I didn’t know until Duo mentioned it on that particular
night, that it was Christmas Eve. I had long since lost the need to know
the date, to know the season. It made very little difference to what I had
become. I think, when I bother to dwell on it, that I went just a little
bit insane in those long months of fighting after I lost my Gundam, before
returning to space. Parts of it, to this day, are not altogether clear.
There was just a drive to continue fighting. A need to not give up.
I think, sometimes, that I almost frighten Duo with that focus, not that
he’d ever admit it, but he has a look that he gives me on occasion,
that seems almost… haunted.
I don’t really know how it came about that we ended up on so many
missions together. Not like we were partners… none of us were. But
we seemed to work well together, and I didn’t question it. Didn’t
question that sometimes it felt nice having him beside me, knowing that
he would watch my back when I’d lost the ability to care. Knowing
that he would reach out and bring me back when the soldier J had made of
me would have leapt right off a cliff in pursuit of the goal.
Somehow, over the months, Duo had become something of a safety net for me,
and I wasn’t sure how that had happened. Wasn’t even sure if
he understood how important he had become to me. How much of an anchor he
was. He was just there, and I had found myself trusting him despite myself.
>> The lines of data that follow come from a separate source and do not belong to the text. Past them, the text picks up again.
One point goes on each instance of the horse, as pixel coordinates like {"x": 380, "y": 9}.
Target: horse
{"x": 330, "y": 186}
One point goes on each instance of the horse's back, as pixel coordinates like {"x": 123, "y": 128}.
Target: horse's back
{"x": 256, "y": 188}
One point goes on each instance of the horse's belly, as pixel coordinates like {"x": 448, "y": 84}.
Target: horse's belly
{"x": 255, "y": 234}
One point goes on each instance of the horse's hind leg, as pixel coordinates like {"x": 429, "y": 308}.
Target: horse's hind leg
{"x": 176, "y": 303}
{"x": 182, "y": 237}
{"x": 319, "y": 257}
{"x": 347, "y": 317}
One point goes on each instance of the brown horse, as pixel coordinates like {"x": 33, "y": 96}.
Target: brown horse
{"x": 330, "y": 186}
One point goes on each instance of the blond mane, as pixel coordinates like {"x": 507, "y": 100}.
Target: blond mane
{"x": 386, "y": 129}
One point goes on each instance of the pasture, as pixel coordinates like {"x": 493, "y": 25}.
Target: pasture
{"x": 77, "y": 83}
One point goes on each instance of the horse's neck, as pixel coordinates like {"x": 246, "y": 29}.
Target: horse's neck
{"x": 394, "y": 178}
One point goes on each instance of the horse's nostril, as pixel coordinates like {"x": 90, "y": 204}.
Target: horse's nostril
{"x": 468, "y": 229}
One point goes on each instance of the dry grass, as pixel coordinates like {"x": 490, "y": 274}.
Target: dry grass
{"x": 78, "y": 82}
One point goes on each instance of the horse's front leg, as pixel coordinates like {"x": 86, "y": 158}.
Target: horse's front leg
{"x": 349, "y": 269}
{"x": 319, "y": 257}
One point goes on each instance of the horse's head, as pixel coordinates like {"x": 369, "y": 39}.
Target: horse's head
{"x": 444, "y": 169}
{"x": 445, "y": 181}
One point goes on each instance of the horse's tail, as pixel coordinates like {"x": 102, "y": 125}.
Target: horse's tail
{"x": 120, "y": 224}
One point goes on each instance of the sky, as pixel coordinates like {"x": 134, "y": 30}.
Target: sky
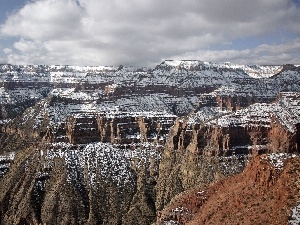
{"x": 146, "y": 32}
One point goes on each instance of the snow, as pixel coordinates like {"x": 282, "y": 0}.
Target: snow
{"x": 277, "y": 159}
{"x": 102, "y": 160}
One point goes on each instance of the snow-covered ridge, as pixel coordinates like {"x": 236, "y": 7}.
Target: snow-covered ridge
{"x": 255, "y": 71}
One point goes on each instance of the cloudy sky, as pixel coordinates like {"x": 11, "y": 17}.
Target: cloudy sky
{"x": 145, "y": 32}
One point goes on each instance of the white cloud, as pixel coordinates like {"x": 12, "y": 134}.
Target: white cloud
{"x": 263, "y": 54}
{"x": 141, "y": 32}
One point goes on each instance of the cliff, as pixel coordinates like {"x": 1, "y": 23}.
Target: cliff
{"x": 263, "y": 193}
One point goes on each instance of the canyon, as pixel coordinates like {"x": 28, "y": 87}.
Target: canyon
{"x": 184, "y": 142}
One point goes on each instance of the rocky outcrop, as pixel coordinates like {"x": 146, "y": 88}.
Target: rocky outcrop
{"x": 201, "y": 151}
{"x": 263, "y": 193}
{"x": 92, "y": 148}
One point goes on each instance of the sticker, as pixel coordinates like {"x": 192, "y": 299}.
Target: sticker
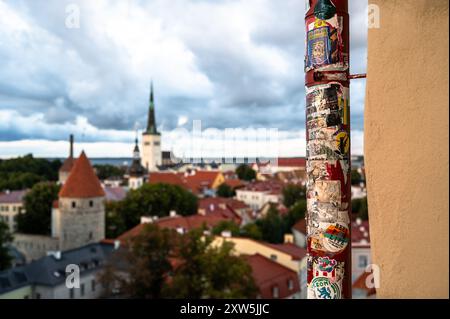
{"x": 323, "y": 288}
{"x": 322, "y": 212}
{"x": 317, "y": 124}
{"x": 342, "y": 142}
{"x": 321, "y": 150}
{"x": 322, "y": 134}
{"x": 327, "y": 276}
{"x": 336, "y": 238}
{"x": 323, "y": 98}
{"x": 324, "y": 44}
{"x": 328, "y": 192}
{"x": 316, "y": 170}
{"x": 319, "y": 47}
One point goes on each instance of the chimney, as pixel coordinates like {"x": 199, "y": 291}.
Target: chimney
{"x": 71, "y": 146}
{"x": 225, "y": 234}
{"x": 146, "y": 220}
{"x": 55, "y": 254}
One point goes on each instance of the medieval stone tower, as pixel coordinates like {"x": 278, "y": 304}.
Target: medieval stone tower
{"x": 78, "y": 217}
{"x": 136, "y": 172}
{"x": 151, "y": 140}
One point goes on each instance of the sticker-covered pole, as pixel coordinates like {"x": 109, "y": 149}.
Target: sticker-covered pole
{"x": 328, "y": 149}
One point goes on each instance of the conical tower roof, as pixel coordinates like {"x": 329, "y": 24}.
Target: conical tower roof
{"x": 82, "y": 181}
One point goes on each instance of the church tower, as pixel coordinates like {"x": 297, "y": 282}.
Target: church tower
{"x": 151, "y": 140}
{"x": 79, "y": 216}
{"x": 136, "y": 172}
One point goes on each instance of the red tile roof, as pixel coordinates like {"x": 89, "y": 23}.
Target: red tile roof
{"x": 234, "y": 182}
{"x": 68, "y": 164}
{"x": 270, "y": 186}
{"x": 186, "y": 223}
{"x": 205, "y": 203}
{"x": 292, "y": 162}
{"x": 195, "y": 181}
{"x": 82, "y": 181}
{"x": 269, "y": 274}
{"x": 12, "y": 197}
{"x": 114, "y": 194}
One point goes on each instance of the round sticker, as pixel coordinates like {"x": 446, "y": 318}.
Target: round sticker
{"x": 342, "y": 142}
{"x": 335, "y": 237}
{"x": 325, "y": 289}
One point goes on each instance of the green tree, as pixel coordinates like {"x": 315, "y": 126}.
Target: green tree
{"x": 245, "y": 172}
{"x": 208, "y": 271}
{"x": 226, "y": 225}
{"x": 160, "y": 263}
{"x": 25, "y": 172}
{"x": 38, "y": 205}
{"x": 151, "y": 200}
{"x": 147, "y": 257}
{"x": 105, "y": 171}
{"x": 224, "y": 190}
{"x": 293, "y": 193}
{"x": 5, "y": 238}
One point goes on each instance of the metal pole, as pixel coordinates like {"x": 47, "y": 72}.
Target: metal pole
{"x": 328, "y": 149}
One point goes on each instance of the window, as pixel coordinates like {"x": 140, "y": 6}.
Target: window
{"x": 275, "y": 292}
{"x": 362, "y": 261}
{"x": 290, "y": 284}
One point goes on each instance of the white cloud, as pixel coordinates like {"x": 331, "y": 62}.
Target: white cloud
{"x": 227, "y": 63}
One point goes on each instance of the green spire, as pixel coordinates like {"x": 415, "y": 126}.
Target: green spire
{"x": 151, "y": 122}
{"x": 324, "y": 9}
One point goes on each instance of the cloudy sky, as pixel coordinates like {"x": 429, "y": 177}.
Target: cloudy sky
{"x": 227, "y": 63}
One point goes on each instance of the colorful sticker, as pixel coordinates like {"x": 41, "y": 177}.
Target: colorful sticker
{"x": 324, "y": 44}
{"x": 336, "y": 237}
{"x": 342, "y": 142}
{"x": 327, "y": 278}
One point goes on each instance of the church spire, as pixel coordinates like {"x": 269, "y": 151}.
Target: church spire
{"x": 151, "y": 122}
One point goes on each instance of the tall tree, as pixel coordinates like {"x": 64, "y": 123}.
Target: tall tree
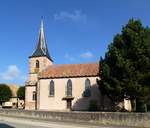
{"x": 125, "y": 70}
{"x": 21, "y": 93}
{"x": 5, "y": 93}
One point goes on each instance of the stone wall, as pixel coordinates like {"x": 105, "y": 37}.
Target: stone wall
{"x": 106, "y": 118}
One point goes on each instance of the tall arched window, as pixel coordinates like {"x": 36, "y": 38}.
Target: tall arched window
{"x": 37, "y": 64}
{"x": 87, "y": 91}
{"x": 69, "y": 88}
{"x": 52, "y": 88}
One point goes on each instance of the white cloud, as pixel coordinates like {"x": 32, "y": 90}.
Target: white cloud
{"x": 87, "y": 55}
{"x": 68, "y": 57}
{"x": 12, "y": 72}
{"x": 75, "y": 16}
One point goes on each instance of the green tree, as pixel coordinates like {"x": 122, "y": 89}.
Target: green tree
{"x": 5, "y": 93}
{"x": 125, "y": 70}
{"x": 21, "y": 93}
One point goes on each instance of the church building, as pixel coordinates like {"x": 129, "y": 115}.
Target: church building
{"x": 60, "y": 87}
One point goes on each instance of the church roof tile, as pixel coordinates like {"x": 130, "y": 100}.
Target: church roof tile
{"x": 70, "y": 70}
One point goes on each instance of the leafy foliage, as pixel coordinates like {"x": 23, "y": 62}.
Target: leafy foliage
{"x": 125, "y": 70}
{"x": 21, "y": 93}
{"x": 5, "y": 93}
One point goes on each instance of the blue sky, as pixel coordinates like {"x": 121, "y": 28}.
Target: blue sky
{"x": 77, "y": 31}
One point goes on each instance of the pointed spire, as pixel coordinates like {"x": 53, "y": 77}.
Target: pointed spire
{"x": 41, "y": 49}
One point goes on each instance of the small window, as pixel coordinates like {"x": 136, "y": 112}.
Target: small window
{"x": 34, "y": 96}
{"x": 87, "y": 91}
{"x": 52, "y": 88}
{"x": 69, "y": 88}
{"x": 37, "y": 64}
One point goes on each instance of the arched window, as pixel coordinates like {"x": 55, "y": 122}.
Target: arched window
{"x": 87, "y": 91}
{"x": 37, "y": 64}
{"x": 52, "y": 88}
{"x": 69, "y": 88}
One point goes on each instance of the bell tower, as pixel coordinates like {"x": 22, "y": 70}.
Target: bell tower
{"x": 38, "y": 61}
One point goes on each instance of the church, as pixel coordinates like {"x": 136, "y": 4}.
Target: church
{"x": 63, "y": 87}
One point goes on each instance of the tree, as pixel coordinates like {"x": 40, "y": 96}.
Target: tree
{"x": 21, "y": 93}
{"x": 5, "y": 93}
{"x": 125, "y": 70}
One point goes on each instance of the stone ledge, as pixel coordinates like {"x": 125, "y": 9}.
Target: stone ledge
{"x": 104, "y": 118}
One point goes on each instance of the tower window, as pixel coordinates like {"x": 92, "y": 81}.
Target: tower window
{"x": 34, "y": 95}
{"x": 87, "y": 91}
{"x": 52, "y": 88}
{"x": 37, "y": 64}
{"x": 69, "y": 88}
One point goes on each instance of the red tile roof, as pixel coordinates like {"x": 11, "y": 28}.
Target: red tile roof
{"x": 70, "y": 70}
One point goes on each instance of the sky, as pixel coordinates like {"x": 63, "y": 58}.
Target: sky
{"x": 77, "y": 31}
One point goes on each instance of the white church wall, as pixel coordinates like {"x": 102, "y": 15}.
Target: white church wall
{"x": 78, "y": 86}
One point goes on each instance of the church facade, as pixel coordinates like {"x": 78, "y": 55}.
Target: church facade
{"x": 61, "y": 87}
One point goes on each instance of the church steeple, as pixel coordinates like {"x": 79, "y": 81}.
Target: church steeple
{"x": 41, "y": 49}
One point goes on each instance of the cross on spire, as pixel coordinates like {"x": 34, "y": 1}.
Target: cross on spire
{"x": 41, "y": 49}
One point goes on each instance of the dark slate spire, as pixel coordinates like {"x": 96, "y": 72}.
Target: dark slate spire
{"x": 41, "y": 49}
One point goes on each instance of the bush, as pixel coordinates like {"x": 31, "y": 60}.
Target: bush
{"x": 93, "y": 105}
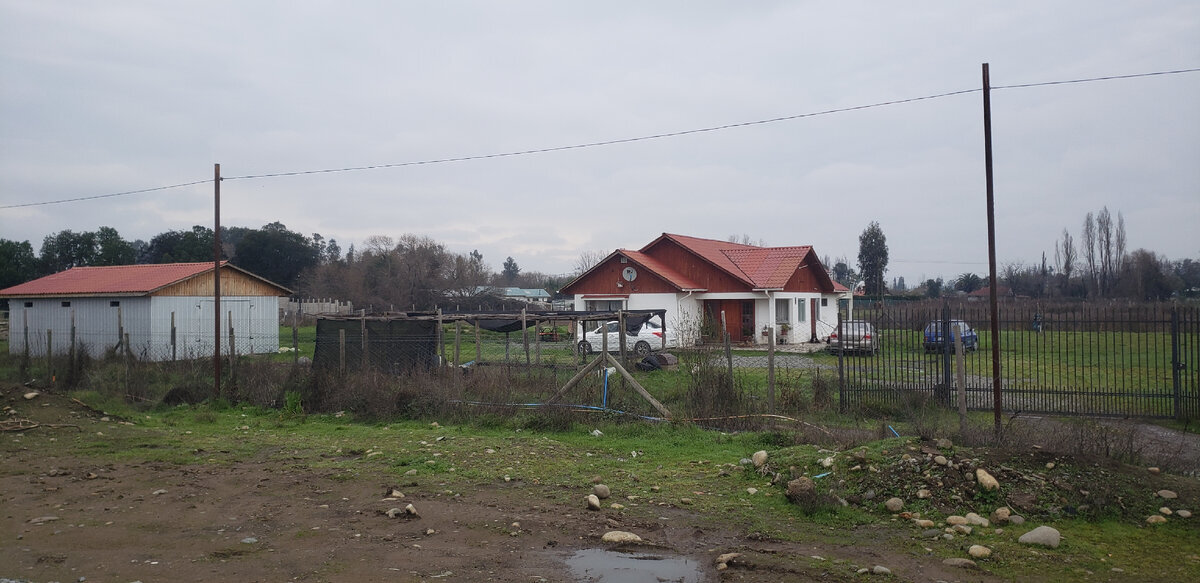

Sometimes it was a relief… and sometimes it was just scary.
Like that night. That Christmas Eve.
We were in Kaunas, trying to stop the invasion of the Sanq kingdom. Romefeller
was moving north, getting closer and closer to the border, keeping to the
populated areas and making it impossible for us to meet them with Mobile
Suits without ensuring that the civilian casualties would be… unacceptably
high. They were high enough as it was.
Fighting as we were, on the ground, among the rebels… was something
new for us. It was war on an entirely different level. It was somehow not
as easy to ignore things when fighting on foot. In a Gundam, you never noticed
the broken ruins of people’s lives. Never smelled that metallic tang
of blood mixed with smoke. Never heard the cries of the people as they searched
for loved ones in the confusion.
Duo said it made him think of the stories told by the bomber pilots in the
old wars. The pre-colony wars. Men who never had to set foot on the ground
they destroyed. When Duo spoke of it, he looked… troubled. I didn’t
like to think of us as being like those men, and I don’t think he
did either. We didn’t speak of that part, even though… I think
we both felt it.
Duo and I had started out moving down what had once been the main street
of town, with a squad of local rebels. Our goal had been to reach the city
center where the enemy command post had been set up, and attempt to take
out the commanding officers and break the communications net. We hoped the
lack of direction would throw the occupying forces into enough confusion
that Noin and her regulars could manage the job of pushing them back. Not
that a victory at Kaunas would do more than delay the inevitable, but we
were mostly buying time for Relena to hopefully win her own battle. A conquest
on the floor of the council chambers, at the moment, was far more likely
to help the cause than a win on the battlefield.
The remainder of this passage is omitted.